Like Mother, Like Daughter – Is that So Bad?

How much can you tell about a woman from looking at, or getting to know her mother? Does the old expression, ‘like father like son,’ apply to women the same as it does to men? Is it really fair to say, like mother like daughter?

In the past 5 decades, there has been a lot of research into genetics and DNA. Obviously, our parents give us a great deal of traits, and born in characteristics that play a part in the rest of our lives. We get things such as eye color and hair texture (as well as millions of other things) from the sheer genetics of our parents. But are we all also pre-destined to end up just like our mothers?

The mother daughter relationship is by far one of the most important relationships among women. Research tells us that infants come into this world programmed to know their mothers first and foremost. Before they arrive outside of our bodies, they are in tune to the way we smell, the sound of our heartbeat, the sound of our voice. By the time a child is born, a very physical relationship between mother and daughter has been established. And this relationship while immensely tricky and often difficult is by far one of the most important in the life of a female.

Women, whether related or not operate very differently on an emotional level than men do. For this reason, the relationship between a mother and daughter is one that takes years and years to master. In recent studies, it shows that female children are most affected by their mothers. In fact, things like body image, attitudes about men, trust in life, dreams, and success are often facilitated (or thwarted) by the mother daughter relationship. A daughter, who feels empowered by her mother, will feel empowered in life. A daughter who does not feel accepted by her mother will never feel accepted by anyone else (or herself).

And young girls grow up learning how to be a mother, how to be a wife, how to be everything by watching the way their moms do things. In a sense then, it only seems natural that a conniving, evil, cheating mom will raise a conniving, evil, cheating daughter, right? An abusive mother will raise a daughter who is also abusive, right? The problem with these revelations is that little insight is given to how the daughters feel. Just as a young girl can grow up emulating her mother and wanting to be like her she can also grow up wanting to be anything but. In fact, for many women who grew up in abusive households or less than healthy circumstances, the pull to NOT be like their mother is what internally and emotionally drives them to succeed.

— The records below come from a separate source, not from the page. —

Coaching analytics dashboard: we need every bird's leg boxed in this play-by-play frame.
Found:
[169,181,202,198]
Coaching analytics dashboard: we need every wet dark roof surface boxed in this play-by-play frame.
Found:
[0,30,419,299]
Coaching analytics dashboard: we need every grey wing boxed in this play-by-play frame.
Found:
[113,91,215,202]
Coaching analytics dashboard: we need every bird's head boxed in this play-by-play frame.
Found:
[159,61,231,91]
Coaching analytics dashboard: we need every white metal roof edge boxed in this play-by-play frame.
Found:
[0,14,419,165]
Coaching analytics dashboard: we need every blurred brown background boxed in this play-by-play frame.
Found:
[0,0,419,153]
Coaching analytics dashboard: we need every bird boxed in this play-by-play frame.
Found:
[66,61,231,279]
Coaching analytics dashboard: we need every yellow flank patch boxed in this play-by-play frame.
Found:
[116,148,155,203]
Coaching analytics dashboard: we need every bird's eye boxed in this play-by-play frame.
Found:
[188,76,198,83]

Paula J. Caplan, Ph.D., author of The New Don’t Blame Mother (Routledge, 2000), and an anthropologist and expert on human development says that mothers are subconsciously programmed to expect their same sex children to become replicas of themselves. And that this includes lifestyle and behavior. However, with mothers and daughters research has shown that the relationship is evolutionary and is always changing like the ebb and flow of tides. And while daughters may strive at times to separate themselves from their mothers they also feel the innate need to maintain a deep connection, a biological connection with their mothers.

Let’s just say there is a lot of research and studying going on when it comes to mothers and daughters. But is it fair to say, ‘like mother like daughter?’

From a very shallow standpoint, it is fair to assume that if you know a woman’s mother you will know a lot about her. You may get a glimpse of what she will look like when she is 65 years old. If the mother is difficult to deal with, then there is a genetic likelihood that the daughter is as well. If the mother has a big butt, and wrinkled or greyed at a young age then the daughter may have that same predisposition. Certainly, every person is somehow affected and genetically predisposed to have traits of their parents. But it is unfair to assuage or assume that just because a person is born to a set of parents that they will end up just like them.

The truth is that the entire process of growth and development is one that is facilitated by many factors in life. If your mother grew up in the depression, and is stingy or insecure in her efforts to have a satisfied life, it doesn’t necessarily mean that you will be that way. Especially if you grew up in a world that was secure and successful. Every person is rounded by their own experiences, and experience is not born into the genetics of a person. Just because one person sees or feels things one way (even if there is a reason) does not mean that their child will necessarily be the same.

One of the most beautiful things about a mother daughter relationship, is that the daughter gets to learn from her mothers mistakes and missteps if she so chooses. Considering that she is free thinking person, means that her life will definitely be different (if she chooses it to be) than her mothers. But sure, she might still inherit the big butt or the heart problems.